So here is the list, in the reverse order that I read them in:
Jennifer Saunders | Bonkers: My Life in Laughs |
David Lodge | A Man of Parts |
A.S. Byatt | Ragnarok |
Charlotte Bronte | Villette |
Terry Pratchett | Snuff (Discworld, #39; City Watch #8) |
Catherine Lowell | The Madwoman Upstairs |
David Profumo | Bringing The House Down: A Family Memoir |
Nigel Williams | R.I.P. |
Daphne Merkin | The Fame Lunches: On Wounded Icons, Money, Sex, the Brontes, and the Importance of Handbags |
Claire Fuller | Bitter Orange |
Juliet Barker | The Brontes |
Barney Norris | Turning for Home |
Matt Haig | How to Stop Time |
Brian Martin | Holt College: An Oxford Novel |
Jonathan Bate | Ted Hughes: The Unauthorised Life |
Angela Meyer | A Superior Spectre |
Tim Winton | Eyrie |
Pamela Holmes | The Huntingfield Paintress |
Gail Godwin | Grief Cottage: A Novel |
Audrey Niffenegger | Her Fearful Symmetry |
Joshua Ferris | The Unnamed |
Frank Herbert | Dune (Dune Chronicles, #1) |
Tim Winton | The Boy Behind the Curtain |
David Nicholls | Us |
Damon Tweedy | Black Man in a White Coat: A Doctor's Reflections on Race and Medicine |
Juliet Marillier | Dreamer's Pool (Blackthorn & Grim #1) |
Jacqueline Lunn | The Unknown Woman |
Jennifer Egan | A Visit from the Goon Squad |
Jennifer Egan | Manhattan Beach |
Jane Harper | Force of Nature (Aaron Falk, #2) |
Katharine Murphy | On Disruption |
Douglas Coupland | Generation A |
Lionel Shriver | Property: A Collection |
Julia Baird | Victoria The Queen: An Intimate Biography of the Woman Who Ruled an Empire |
A.M. Homes | May We Be Forgiven |
Victoria Glendinning | Rebecca West: A Life |
Virginia Woolf | To the Lighthouse |
Sally Brampton | Shoot the Damn Dog: A Memoir of Depression |
Laura Shapiro | What She Ate: Six Remarkable Women and the Food That Tells Their Stories |
Philip Hensher | Kitchen Venom |
Fredrik Backman | My Grandmother Sends Her Regards and Apologises |
Philip Hensher | Tales of Persuasion |
As usual, it is all over the place.

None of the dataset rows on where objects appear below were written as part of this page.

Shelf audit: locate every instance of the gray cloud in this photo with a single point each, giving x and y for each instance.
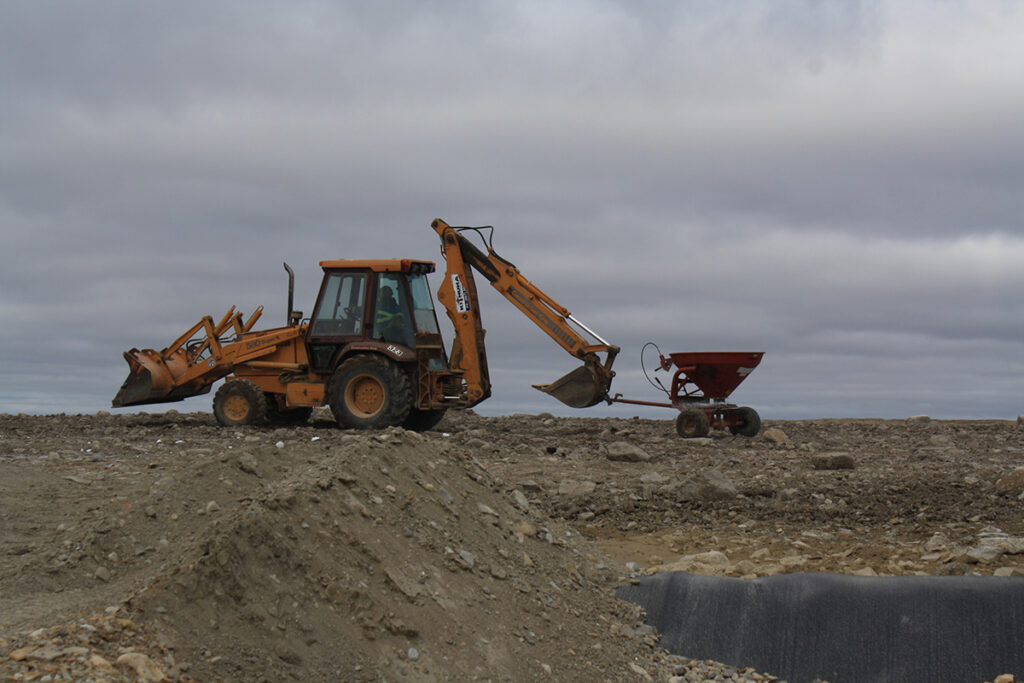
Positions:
(835, 183)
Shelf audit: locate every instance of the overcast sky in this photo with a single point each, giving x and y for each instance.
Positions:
(838, 184)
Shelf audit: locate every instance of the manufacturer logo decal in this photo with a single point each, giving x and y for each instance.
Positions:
(461, 295)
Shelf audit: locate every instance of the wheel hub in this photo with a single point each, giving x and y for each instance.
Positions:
(365, 396)
(237, 408)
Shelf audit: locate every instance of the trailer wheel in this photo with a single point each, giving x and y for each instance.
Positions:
(692, 423)
(240, 402)
(421, 421)
(369, 391)
(750, 423)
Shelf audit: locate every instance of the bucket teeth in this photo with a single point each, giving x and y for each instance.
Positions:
(583, 387)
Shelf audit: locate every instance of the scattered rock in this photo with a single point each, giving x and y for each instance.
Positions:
(626, 452)
(144, 668)
(833, 461)
(570, 487)
(708, 485)
(1013, 483)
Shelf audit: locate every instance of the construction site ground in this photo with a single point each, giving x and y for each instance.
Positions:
(165, 547)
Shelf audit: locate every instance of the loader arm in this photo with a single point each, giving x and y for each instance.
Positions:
(197, 358)
(583, 387)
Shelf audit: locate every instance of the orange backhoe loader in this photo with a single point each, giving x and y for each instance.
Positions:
(372, 350)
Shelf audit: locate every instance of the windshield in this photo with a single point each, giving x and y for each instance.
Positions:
(423, 304)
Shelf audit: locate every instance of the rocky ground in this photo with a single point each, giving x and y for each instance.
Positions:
(164, 547)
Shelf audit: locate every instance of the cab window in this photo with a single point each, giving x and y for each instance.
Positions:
(423, 304)
(341, 305)
(391, 319)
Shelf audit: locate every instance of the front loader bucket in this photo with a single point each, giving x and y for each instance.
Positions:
(151, 380)
(585, 386)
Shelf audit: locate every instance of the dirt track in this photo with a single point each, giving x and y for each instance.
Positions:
(488, 548)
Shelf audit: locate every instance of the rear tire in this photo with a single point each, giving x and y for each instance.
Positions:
(240, 402)
(421, 421)
(692, 423)
(369, 391)
(750, 423)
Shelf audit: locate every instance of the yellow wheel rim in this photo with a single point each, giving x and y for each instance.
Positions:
(237, 408)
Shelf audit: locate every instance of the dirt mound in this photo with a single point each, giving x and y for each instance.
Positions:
(147, 546)
(305, 554)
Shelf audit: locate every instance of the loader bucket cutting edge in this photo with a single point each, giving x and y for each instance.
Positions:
(583, 387)
(151, 381)
(136, 389)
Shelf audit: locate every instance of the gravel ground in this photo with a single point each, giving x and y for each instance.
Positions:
(164, 547)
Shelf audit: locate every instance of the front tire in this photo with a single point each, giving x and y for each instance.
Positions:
(240, 402)
(370, 391)
(692, 423)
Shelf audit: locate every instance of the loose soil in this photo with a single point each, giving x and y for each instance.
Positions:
(163, 546)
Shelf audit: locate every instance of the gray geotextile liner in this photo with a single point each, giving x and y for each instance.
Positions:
(840, 628)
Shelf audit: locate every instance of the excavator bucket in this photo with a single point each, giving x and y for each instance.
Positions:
(152, 379)
(585, 386)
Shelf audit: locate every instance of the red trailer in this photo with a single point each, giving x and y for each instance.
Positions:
(700, 383)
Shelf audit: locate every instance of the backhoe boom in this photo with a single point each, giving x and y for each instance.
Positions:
(581, 388)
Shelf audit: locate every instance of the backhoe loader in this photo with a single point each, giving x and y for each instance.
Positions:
(372, 349)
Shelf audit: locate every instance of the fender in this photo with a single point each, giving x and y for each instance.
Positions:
(397, 352)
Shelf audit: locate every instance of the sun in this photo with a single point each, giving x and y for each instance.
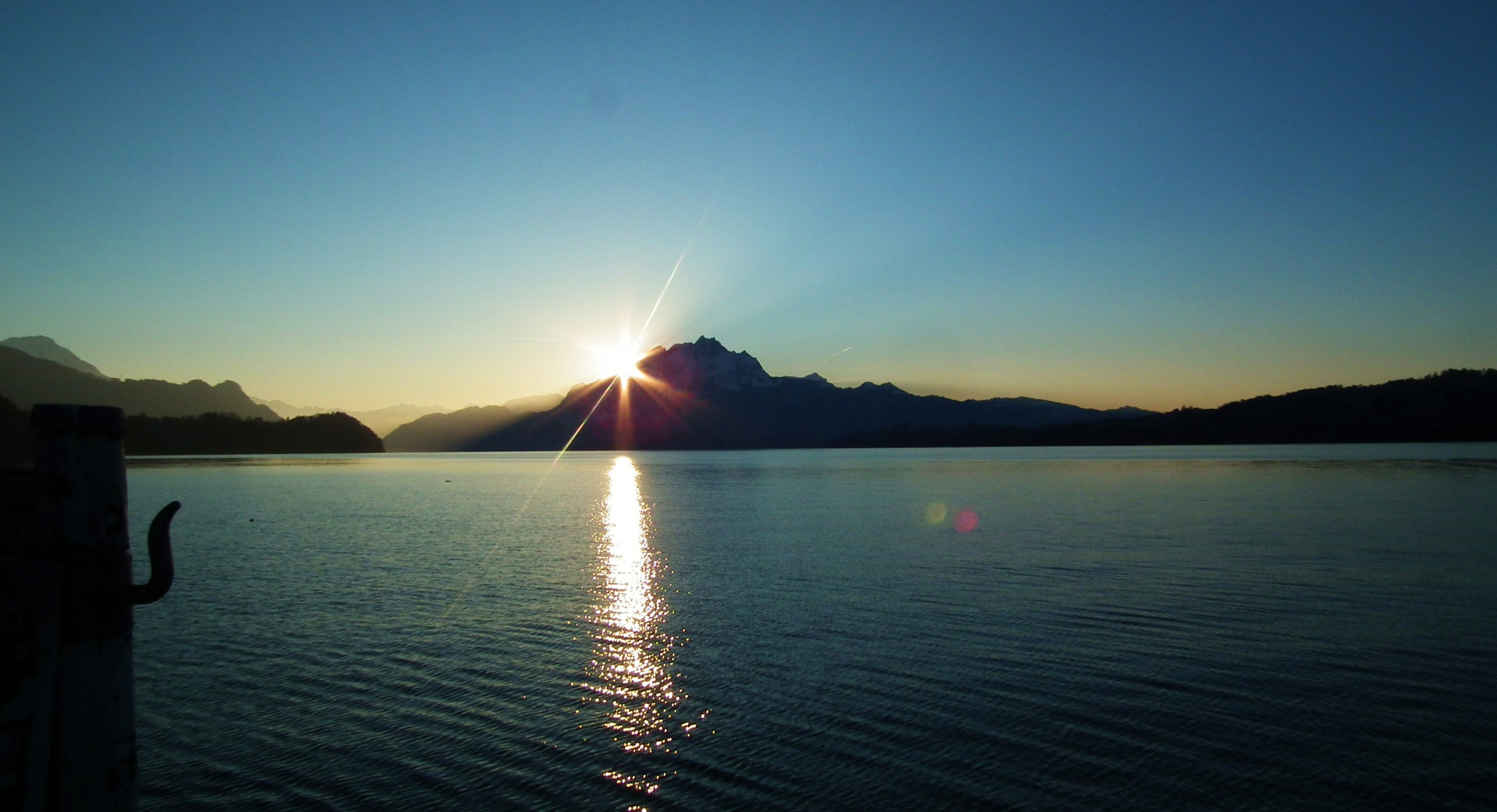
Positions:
(619, 362)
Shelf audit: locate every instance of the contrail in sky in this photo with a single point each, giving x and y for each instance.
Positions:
(524, 505)
(832, 356)
(669, 279)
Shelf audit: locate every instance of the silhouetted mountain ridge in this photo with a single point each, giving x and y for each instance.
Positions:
(41, 347)
(26, 380)
(1448, 406)
(705, 396)
(213, 433)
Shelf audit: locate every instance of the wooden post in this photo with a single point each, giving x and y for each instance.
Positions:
(30, 589)
(78, 451)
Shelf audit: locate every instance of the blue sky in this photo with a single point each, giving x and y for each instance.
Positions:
(367, 204)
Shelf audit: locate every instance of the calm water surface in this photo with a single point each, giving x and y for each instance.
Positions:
(1149, 628)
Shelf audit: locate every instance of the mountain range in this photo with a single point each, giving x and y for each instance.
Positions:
(701, 395)
(26, 380)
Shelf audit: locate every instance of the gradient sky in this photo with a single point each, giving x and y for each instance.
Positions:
(367, 204)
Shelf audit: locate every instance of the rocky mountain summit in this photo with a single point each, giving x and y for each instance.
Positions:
(701, 395)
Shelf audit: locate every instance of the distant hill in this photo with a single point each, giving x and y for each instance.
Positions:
(462, 429)
(704, 396)
(382, 421)
(41, 347)
(26, 380)
(332, 433)
(1451, 406)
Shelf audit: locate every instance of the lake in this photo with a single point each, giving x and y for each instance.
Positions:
(999, 628)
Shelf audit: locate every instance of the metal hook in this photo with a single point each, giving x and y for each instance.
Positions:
(159, 543)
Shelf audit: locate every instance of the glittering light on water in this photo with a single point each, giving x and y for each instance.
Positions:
(632, 655)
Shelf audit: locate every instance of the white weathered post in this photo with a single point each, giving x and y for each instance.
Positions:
(30, 588)
(78, 457)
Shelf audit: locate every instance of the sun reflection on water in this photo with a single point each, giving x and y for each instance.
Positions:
(632, 653)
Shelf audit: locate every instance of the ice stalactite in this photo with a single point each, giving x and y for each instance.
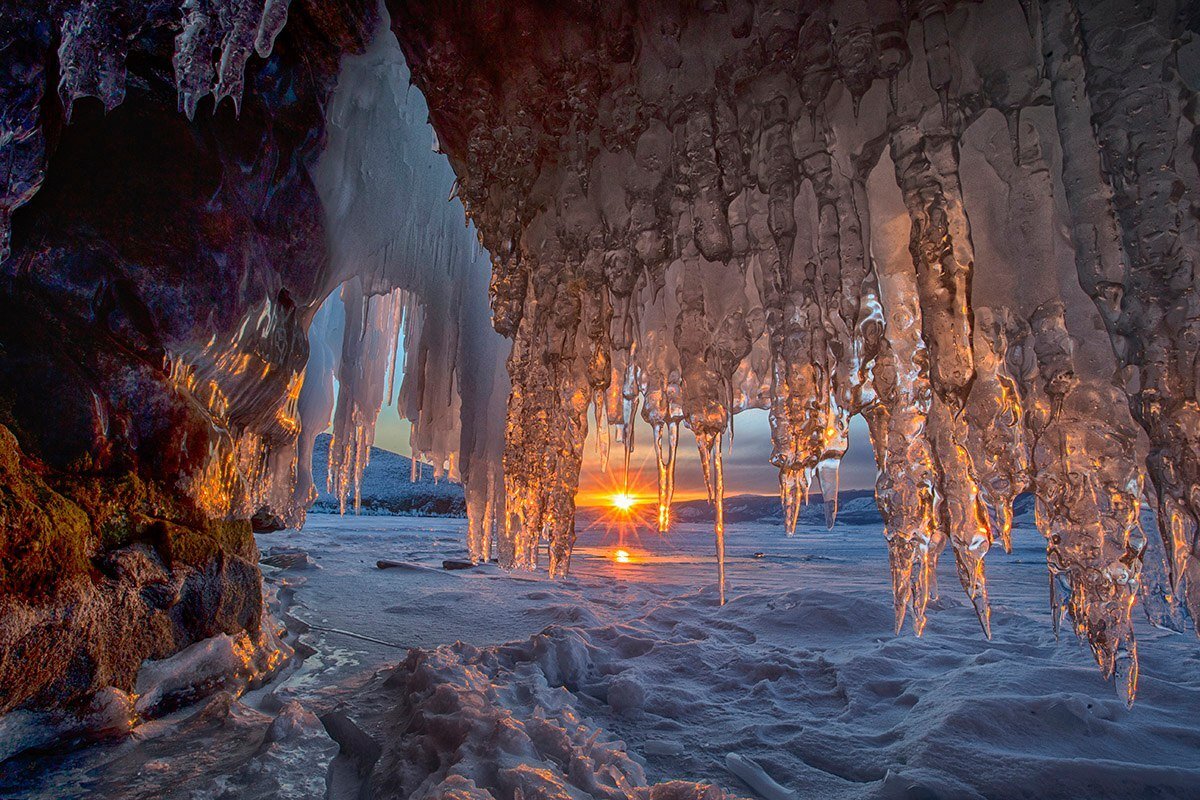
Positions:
(215, 40)
(857, 209)
(409, 324)
(1147, 148)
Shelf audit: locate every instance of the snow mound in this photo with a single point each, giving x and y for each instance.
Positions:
(505, 722)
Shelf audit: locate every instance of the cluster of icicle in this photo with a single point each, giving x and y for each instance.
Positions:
(215, 40)
(409, 325)
(973, 223)
(406, 322)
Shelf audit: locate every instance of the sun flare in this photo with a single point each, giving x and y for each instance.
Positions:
(623, 501)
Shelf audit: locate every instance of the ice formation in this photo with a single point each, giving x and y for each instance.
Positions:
(924, 212)
(409, 325)
(971, 222)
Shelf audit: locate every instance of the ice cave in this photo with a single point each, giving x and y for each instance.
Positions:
(553, 400)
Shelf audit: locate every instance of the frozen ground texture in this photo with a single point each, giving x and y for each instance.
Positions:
(799, 672)
(388, 486)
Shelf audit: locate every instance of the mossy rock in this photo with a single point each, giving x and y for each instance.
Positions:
(43, 535)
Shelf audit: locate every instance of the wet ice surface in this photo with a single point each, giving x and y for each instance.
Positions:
(799, 672)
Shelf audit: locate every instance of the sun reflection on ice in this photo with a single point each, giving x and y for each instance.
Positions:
(623, 501)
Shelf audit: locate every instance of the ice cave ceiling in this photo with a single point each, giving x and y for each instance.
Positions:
(973, 222)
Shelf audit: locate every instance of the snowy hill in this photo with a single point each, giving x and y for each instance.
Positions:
(388, 486)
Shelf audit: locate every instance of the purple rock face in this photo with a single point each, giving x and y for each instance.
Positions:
(154, 310)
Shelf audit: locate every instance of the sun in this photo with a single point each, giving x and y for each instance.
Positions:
(623, 501)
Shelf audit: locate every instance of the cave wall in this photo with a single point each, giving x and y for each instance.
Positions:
(153, 326)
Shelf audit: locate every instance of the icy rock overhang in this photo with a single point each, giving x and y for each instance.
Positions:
(973, 223)
(154, 299)
(191, 190)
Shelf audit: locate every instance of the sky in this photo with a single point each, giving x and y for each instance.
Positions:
(747, 468)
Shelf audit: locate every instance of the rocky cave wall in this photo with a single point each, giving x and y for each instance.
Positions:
(167, 256)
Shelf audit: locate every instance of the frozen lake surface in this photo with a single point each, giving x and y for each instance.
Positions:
(798, 674)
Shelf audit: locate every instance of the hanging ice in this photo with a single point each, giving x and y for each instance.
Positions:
(923, 212)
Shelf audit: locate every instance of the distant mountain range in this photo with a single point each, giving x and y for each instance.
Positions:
(388, 486)
(855, 507)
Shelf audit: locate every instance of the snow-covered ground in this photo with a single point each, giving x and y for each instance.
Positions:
(799, 674)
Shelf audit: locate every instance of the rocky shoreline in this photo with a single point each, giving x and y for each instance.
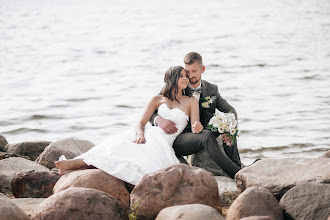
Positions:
(31, 188)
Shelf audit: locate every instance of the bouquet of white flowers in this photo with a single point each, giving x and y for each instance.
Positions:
(224, 123)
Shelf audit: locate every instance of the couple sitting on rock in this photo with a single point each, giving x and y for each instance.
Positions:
(134, 153)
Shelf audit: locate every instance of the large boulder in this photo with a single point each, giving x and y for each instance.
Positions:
(255, 201)
(30, 149)
(28, 205)
(80, 203)
(176, 185)
(3, 143)
(4, 155)
(69, 147)
(307, 201)
(203, 160)
(280, 175)
(34, 183)
(228, 190)
(9, 210)
(8, 168)
(189, 212)
(95, 179)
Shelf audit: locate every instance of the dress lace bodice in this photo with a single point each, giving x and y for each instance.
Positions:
(178, 116)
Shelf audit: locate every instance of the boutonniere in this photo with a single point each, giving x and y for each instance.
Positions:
(207, 102)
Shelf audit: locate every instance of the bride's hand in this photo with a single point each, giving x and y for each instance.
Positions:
(140, 140)
(197, 127)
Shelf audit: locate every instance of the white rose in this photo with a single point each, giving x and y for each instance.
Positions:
(205, 105)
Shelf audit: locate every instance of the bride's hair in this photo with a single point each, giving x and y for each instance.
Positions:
(171, 81)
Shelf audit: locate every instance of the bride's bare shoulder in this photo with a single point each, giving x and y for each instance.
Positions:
(159, 99)
(192, 99)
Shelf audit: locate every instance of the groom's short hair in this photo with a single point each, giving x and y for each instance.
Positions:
(193, 57)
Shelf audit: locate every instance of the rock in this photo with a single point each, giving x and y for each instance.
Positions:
(280, 175)
(3, 143)
(326, 155)
(182, 160)
(228, 190)
(203, 160)
(4, 155)
(257, 218)
(307, 201)
(255, 201)
(28, 204)
(95, 179)
(34, 183)
(9, 210)
(69, 147)
(175, 185)
(30, 149)
(8, 168)
(189, 212)
(80, 203)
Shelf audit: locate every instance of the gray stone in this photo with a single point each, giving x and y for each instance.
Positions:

Literary, light, non-fiction, biography, memoir, old, new. I do sometimes follow trails; you can see a Bronte theme, and the biography of Leonard Woolf I read at the beginning of the year led to both To the Lighthouse and Rebecca West, which then led to A Man of Parts, which is about H.G. Wells (and it's great, by the way, highly recommend). Janet Malcolm's biography of Sylvia Plath (which isn't on this list for some reason, clearly my system is not infallible!) led to the Hughes biography. Both very good books but clearly there are a number of perspectives you can take on those two lives.
If I had to pick the three best - to be honest I can't even remember what most of them were about, which tells you something - it would be Tim Winton's Eyrie, Julia Baird's biography of Queen Victoria and Sally Brampton's memoir. My criteria for a good book is that it made some kind of memorable impact, which isn't very scientific, but there you have it. None of them were dreadful (I don't finish bad books, I just stop reading, and they don't go on my list) but some were a bit forgettable.
Ok, I've sussed you out at last. You're identical triplets. That's how you can work in a clearly high-powered job, parent, run two houses, make a quilt and a scarf every weekend and also read all those books. Unless you're perhaps an alien - that's another possibility.